Step 1e: $$\frac{1}{V}\frac{1}{V}g_{b}^{b}g_{a}^{i}A=g_{j}^{b}{{g}_{ab}}{{x}^{i}}{{x}^{j}}$$
Step 1f: $$\frac{1}{V}\frac{1}{V}g_{b}^{j}g_{j}^{b}g_{a}^{i}A=g_{j}^{b}{{g}_{ab}}{{x}^{i}}{{x}^{j}}$$
Step 2: $$\frac{1}{V}\frac{1}{V}g_{a}^{i}g_{b}^{j}A={{g}_{ab}}{{x}^{i}}{{x}^{j}}$$

Is one of these steps illegal?

 

[fzero]

I left out the steps going between step 1 and step 2, but that's what I thought I did. Here are the steps I had.
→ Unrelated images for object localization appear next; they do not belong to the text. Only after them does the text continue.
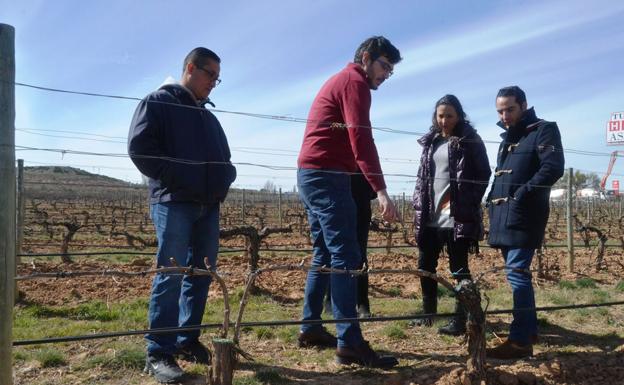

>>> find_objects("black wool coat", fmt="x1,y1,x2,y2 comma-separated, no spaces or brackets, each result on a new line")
487,107,565,249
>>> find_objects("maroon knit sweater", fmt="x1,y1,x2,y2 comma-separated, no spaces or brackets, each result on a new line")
297,63,386,192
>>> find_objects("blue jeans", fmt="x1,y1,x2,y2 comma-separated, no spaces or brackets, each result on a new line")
146,201,220,355
298,168,364,348
502,247,537,345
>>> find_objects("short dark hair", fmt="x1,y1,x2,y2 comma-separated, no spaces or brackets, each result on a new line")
183,47,221,73
497,86,526,105
431,94,470,133
354,36,402,65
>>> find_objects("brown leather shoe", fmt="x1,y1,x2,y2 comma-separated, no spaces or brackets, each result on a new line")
486,339,533,359
297,327,337,349
336,341,398,369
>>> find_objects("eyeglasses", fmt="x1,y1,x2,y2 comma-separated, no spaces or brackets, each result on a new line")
197,66,222,86
375,59,394,77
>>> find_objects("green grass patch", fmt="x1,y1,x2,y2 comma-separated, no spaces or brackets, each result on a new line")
387,287,402,297
13,299,150,341
276,326,298,343
13,350,29,362
27,302,120,321
255,326,276,340
84,347,144,370
558,280,576,289
35,348,67,368
234,376,263,385
437,285,454,298
575,277,597,289
185,363,208,376
590,289,610,303
549,293,572,305
615,280,624,292
255,368,288,384
370,297,414,315
382,322,406,340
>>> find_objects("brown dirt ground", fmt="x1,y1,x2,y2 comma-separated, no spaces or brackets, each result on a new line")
13,247,624,384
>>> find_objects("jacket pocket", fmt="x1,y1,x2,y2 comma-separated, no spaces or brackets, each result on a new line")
204,163,237,201
506,197,528,230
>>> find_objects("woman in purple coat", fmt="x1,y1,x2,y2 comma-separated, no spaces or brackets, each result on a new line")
411,95,491,335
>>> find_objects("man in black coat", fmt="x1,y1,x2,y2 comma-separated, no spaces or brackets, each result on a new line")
486,86,564,359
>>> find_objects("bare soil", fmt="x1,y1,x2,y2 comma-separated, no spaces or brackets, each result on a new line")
14,248,624,385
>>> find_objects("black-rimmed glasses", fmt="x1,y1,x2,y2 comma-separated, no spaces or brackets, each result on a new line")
197,66,222,86
375,59,394,77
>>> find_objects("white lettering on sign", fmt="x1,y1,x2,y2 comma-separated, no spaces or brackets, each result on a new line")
607,112,624,145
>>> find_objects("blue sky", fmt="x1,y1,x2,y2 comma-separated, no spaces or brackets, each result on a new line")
3,0,624,194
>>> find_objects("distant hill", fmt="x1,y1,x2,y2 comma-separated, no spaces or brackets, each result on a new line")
24,166,146,201
22,166,296,203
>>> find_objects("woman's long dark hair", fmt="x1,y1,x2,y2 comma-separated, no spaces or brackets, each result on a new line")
431,94,471,135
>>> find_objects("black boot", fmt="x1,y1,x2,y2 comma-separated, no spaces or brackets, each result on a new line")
357,274,371,318
438,301,467,336
410,295,437,327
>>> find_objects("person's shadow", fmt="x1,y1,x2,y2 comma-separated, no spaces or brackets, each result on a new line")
486,318,624,352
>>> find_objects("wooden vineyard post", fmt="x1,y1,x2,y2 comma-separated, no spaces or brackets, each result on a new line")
0,22,16,385
278,187,282,227
241,189,246,225
401,192,406,224
15,159,24,302
567,167,575,271
209,339,236,385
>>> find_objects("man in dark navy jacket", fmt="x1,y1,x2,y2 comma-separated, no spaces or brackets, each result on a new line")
128,47,236,383
486,86,564,359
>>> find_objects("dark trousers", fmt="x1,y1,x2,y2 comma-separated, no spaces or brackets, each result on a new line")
418,227,472,304
352,186,372,308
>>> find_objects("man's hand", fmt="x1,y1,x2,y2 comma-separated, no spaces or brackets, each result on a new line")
376,189,401,223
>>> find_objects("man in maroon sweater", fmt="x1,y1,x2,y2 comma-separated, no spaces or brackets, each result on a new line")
296,36,401,368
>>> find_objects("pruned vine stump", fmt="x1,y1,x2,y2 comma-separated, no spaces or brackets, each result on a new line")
208,338,237,385
455,279,486,382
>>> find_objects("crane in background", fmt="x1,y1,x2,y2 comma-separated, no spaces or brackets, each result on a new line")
600,151,624,192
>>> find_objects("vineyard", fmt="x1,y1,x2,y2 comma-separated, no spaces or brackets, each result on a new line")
12,166,624,385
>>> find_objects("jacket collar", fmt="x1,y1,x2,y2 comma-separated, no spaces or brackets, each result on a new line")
159,83,215,107
497,107,541,137
418,122,476,146
346,62,368,82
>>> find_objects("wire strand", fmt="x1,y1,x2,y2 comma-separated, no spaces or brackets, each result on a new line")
14,81,617,155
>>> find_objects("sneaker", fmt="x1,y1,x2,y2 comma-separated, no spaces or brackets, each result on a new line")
144,353,185,383
297,327,337,349
486,339,533,359
177,341,211,365
335,341,399,369
437,318,466,336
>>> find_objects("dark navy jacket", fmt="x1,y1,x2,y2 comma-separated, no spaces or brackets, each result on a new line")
128,84,236,204
413,123,491,245
487,108,564,248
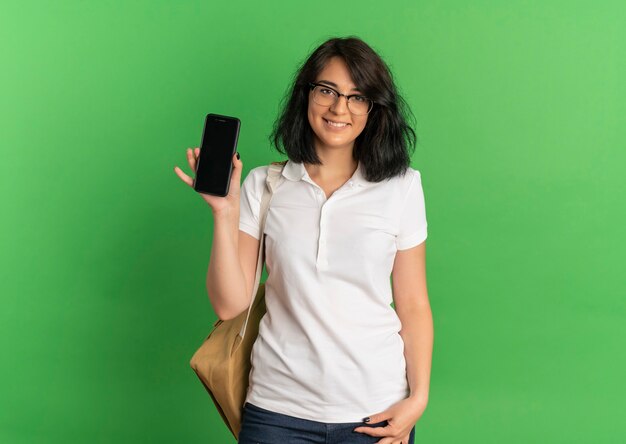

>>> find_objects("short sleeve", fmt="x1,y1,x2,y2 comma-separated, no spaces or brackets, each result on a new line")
238,167,267,240
396,169,428,250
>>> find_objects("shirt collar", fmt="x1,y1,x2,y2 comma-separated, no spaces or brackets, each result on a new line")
281,159,372,188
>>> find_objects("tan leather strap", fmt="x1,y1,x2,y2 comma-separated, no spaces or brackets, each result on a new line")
238,161,287,339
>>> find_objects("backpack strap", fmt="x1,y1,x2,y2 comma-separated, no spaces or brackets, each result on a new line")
238,160,287,339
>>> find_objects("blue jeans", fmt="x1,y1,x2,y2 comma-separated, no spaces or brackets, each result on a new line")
238,402,416,444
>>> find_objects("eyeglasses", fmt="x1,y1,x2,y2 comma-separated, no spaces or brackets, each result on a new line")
308,82,374,115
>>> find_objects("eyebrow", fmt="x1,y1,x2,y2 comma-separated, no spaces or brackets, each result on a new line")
317,80,362,92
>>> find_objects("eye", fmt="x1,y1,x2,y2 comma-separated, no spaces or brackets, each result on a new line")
353,95,367,102
319,88,335,96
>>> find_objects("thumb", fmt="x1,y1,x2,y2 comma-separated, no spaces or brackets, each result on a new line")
231,151,243,185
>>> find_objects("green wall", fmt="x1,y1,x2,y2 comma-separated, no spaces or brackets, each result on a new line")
1,1,624,442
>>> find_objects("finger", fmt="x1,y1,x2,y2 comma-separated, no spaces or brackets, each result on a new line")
193,148,201,172
173,165,194,187
353,425,390,437
373,437,395,444
186,147,198,172
382,436,405,444
192,147,200,170
384,431,409,444
229,151,242,194
361,412,389,425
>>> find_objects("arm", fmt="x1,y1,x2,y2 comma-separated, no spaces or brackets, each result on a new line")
206,208,250,320
352,240,431,440
175,148,252,321
392,240,432,405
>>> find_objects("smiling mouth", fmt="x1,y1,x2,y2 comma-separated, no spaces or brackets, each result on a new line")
324,118,350,127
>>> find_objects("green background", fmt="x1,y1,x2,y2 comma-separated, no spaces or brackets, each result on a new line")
1,0,624,442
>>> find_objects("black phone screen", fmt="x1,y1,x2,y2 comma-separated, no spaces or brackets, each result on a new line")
194,113,241,197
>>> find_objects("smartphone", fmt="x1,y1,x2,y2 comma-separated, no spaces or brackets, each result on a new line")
193,113,241,196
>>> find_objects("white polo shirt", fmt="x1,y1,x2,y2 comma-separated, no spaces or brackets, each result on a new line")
238,159,428,423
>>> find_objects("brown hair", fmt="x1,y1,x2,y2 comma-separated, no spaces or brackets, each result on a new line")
269,35,417,181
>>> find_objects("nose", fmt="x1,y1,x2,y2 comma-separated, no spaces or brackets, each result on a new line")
329,94,349,114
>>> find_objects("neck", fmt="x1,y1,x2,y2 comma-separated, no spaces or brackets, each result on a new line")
305,145,358,183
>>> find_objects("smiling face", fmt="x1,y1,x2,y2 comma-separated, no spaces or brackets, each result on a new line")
307,56,369,154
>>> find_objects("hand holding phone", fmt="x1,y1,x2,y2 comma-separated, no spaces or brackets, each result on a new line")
173,113,243,215
194,114,241,196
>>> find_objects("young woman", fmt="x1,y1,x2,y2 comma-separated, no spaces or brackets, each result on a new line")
175,36,432,444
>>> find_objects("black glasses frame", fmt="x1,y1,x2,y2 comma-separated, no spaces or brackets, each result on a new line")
308,82,374,115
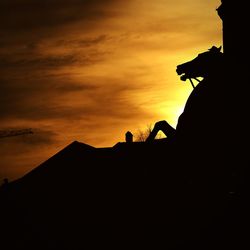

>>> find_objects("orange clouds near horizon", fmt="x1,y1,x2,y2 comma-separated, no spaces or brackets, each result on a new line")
0,0,221,180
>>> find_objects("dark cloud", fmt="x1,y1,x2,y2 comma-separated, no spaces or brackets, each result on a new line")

Step 1: $$A=g_{i}^{a}g_{j}^{b}{{g}_{ab}}{{x}^{i}}{{x}^{j}}$$
Step 1a: $$\frac{V}{V}A=g_{i}^{a}g_{j}^{b}{{g}_{ab}}{{x}^{i}}{{x}^{j}}$$
Step 1b: $$\frac{1}{V}g_{a}^{a}A=g_{i}^{a}g_{j}^{b}{{g}_{ab}}{{x}^{i}}{{x}^{j}}$$

You already have an index $$a$$ on the RHS that's being summed over, so you shouldn't use the same index in the sum on the LHS. That's the source of your confusion. You should write:

$$\frac{1}{V}g_{c}^{c}A=g_{i}^{a}g_{j}^{b}{{g}_{ab}}{{x}^{i}}{{x}^{j}}$$

and then it's clear that you can't cancel $$g$$'s out on both sides.

You make the same mistake in some of the other steps. Just never use the same dummy index twice and it'll cut down on mistakes.